By George Basler

A plan by the Goodwill Theatre to erect a tent at the Schorr Family Firehouse Stage for live productions beginning in the spring is now under consideration by Johnson City officials.

The theater is working with the village on a site plan, and JC’s planning board has scheduled a Zoom public hearing on the project for 7:30 p.m. Feb. 23. The board must approve a special use permit to locate the tent in a neighborhood/commercial zoning district, said Marina Lane, senior planner for the Town of Union. (Lane is providing planning services as part of the town’s shared services agreement with the village.)

Goodwill, closed to live productions since last March because of the COVID-19 epidemic, wants to put up a 40-foot by 90-foot tent in its Firehouse Stage’s parking lot at 46 Willow St. The tent would host live performances from May to October, CEO Naima Kradjian said.

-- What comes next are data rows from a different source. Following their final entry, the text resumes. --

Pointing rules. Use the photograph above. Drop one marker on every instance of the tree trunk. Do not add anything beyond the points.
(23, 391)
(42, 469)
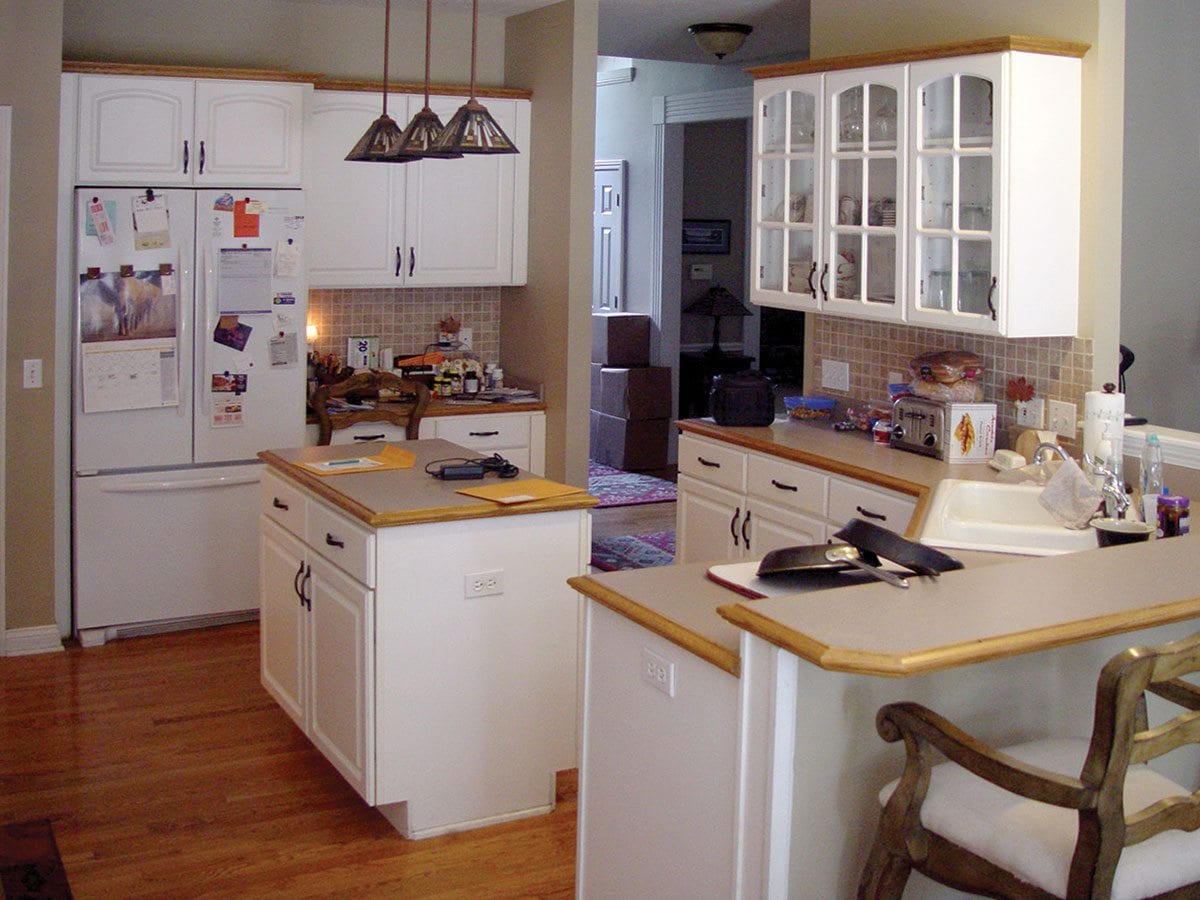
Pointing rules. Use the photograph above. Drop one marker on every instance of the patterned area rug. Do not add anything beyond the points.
(616, 487)
(633, 551)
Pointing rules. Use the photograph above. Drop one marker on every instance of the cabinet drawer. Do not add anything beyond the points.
(787, 484)
(852, 499)
(486, 432)
(343, 543)
(714, 463)
(282, 502)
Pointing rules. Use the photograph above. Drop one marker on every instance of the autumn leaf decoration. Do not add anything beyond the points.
(1019, 390)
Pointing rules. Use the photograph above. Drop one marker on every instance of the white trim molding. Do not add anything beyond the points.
(28, 641)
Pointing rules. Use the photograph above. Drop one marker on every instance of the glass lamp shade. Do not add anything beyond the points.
(472, 130)
(421, 135)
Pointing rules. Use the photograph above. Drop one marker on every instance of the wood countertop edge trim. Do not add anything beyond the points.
(442, 90)
(667, 629)
(165, 71)
(484, 509)
(835, 659)
(1025, 43)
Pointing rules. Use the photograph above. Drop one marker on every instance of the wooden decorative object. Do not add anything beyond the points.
(1120, 738)
(406, 413)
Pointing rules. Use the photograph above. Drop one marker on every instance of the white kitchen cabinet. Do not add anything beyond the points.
(940, 190)
(133, 130)
(741, 504)
(433, 222)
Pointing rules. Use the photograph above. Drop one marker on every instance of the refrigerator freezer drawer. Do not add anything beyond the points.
(165, 545)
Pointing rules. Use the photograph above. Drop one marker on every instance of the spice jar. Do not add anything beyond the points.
(1173, 515)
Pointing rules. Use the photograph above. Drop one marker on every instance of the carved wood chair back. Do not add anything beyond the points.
(927, 825)
(413, 399)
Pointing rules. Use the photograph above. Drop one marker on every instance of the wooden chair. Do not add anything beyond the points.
(1013, 822)
(401, 412)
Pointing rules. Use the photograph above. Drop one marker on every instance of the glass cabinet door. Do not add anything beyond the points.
(787, 195)
(861, 273)
(955, 178)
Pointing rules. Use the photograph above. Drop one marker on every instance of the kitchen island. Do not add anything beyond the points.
(425, 641)
(769, 705)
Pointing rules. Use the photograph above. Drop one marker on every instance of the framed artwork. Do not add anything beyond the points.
(706, 235)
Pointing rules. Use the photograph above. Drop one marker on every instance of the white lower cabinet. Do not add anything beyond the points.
(741, 504)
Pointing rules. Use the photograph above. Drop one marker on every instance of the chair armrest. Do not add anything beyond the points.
(921, 726)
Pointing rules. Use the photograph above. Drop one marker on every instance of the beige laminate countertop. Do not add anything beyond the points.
(401, 497)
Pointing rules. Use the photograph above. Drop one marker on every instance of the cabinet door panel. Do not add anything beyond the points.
(342, 675)
(132, 130)
(247, 133)
(282, 619)
(708, 522)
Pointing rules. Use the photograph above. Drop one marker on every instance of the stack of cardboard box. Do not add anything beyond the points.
(630, 399)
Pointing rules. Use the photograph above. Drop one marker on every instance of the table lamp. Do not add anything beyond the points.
(717, 303)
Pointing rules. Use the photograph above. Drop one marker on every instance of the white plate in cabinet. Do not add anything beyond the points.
(853, 499)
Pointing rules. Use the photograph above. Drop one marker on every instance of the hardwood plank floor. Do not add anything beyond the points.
(167, 771)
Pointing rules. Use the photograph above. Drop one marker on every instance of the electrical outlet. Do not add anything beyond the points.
(1031, 413)
(1062, 419)
(490, 583)
(658, 672)
(835, 375)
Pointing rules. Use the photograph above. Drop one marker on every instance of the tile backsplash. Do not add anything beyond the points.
(1059, 367)
(405, 319)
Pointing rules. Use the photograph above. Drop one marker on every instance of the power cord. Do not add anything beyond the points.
(460, 468)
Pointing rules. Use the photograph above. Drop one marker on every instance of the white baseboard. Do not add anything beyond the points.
(28, 641)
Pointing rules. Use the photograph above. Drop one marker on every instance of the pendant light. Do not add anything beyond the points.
(473, 130)
(425, 127)
(382, 138)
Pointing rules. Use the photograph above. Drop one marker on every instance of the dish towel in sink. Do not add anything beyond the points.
(1071, 497)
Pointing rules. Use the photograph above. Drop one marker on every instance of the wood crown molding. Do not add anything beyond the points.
(442, 90)
(964, 48)
(147, 69)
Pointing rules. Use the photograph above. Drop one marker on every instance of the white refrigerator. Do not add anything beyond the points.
(189, 359)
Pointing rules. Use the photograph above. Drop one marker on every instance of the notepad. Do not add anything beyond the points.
(521, 491)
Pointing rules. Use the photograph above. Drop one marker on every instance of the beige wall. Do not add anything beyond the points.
(546, 327)
(844, 27)
(30, 34)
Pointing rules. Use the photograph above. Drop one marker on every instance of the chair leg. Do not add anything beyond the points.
(885, 874)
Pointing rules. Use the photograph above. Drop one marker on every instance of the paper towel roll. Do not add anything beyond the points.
(1104, 418)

As part of its plan, Goodwill is demolishing a building it owns on Broad Street to create a new parking area. Goodwill would install a speaker system and a security fence.

After the public hearing, the planning board will have up to 62 days to decide whether to grant the permit, Lane said. Members will consider if the project, which includes live shows and music performances, is appropriate for the area and meets site plan requirements.

“I can’t predict how the planning board will vote,” Lane said.

In the meantime, Johnson City has submitted paperwork to Broome County for review under State Law 239, which requires review of a project located within 500 feet of municipal boundaries, county or state parks and recreation areas, county or state highways, county-owned streams or drainage channels, or county or state-owned land on which a public building or institution is located.

Erecting the tent will allow the Goodwill Theatre to resume its mission of hosting local performing groups and bringing touring performers to the region, Kradjian said. “It’s always a risk, but we feel comfortable doing it,” she said, adding that she thinks audiences are starved for live entertainment.

Kradjian put the total investment for the project at some $50,000. The theater has ordered a tent from Eureka Tents and has received funding from M&T Bank to cover part of the cost, she said. The company is working to finalize other funding support.

The tent would hold audiences of between 50 and 75 persons to meet social distancing requirements, Kradjian said. Capacity could increase to 200 persons if the vaccine rollout allows for larger audiences by the spring and summer.

Kradjian foresees productions beginning in early May with a two-week engagement of the children’s musical Honk! Other events in the works include Ladies of Laughter, a Harry Chapin tribute concert, a performance by Uptown Girls, Jazz Night events and a celebration of the 100th anniversary of the Goodwill Theatre building.

In addition to hosting events this year, the tent could house productions when the Firehouse Stage is closed for planned reconstruction, Kradjian said. The tent also would be available for use by other organizations, including the Binghamton Philharmonic and Tri Cities Opera, she added, noting: “This gives us maximum space to offer different performances.”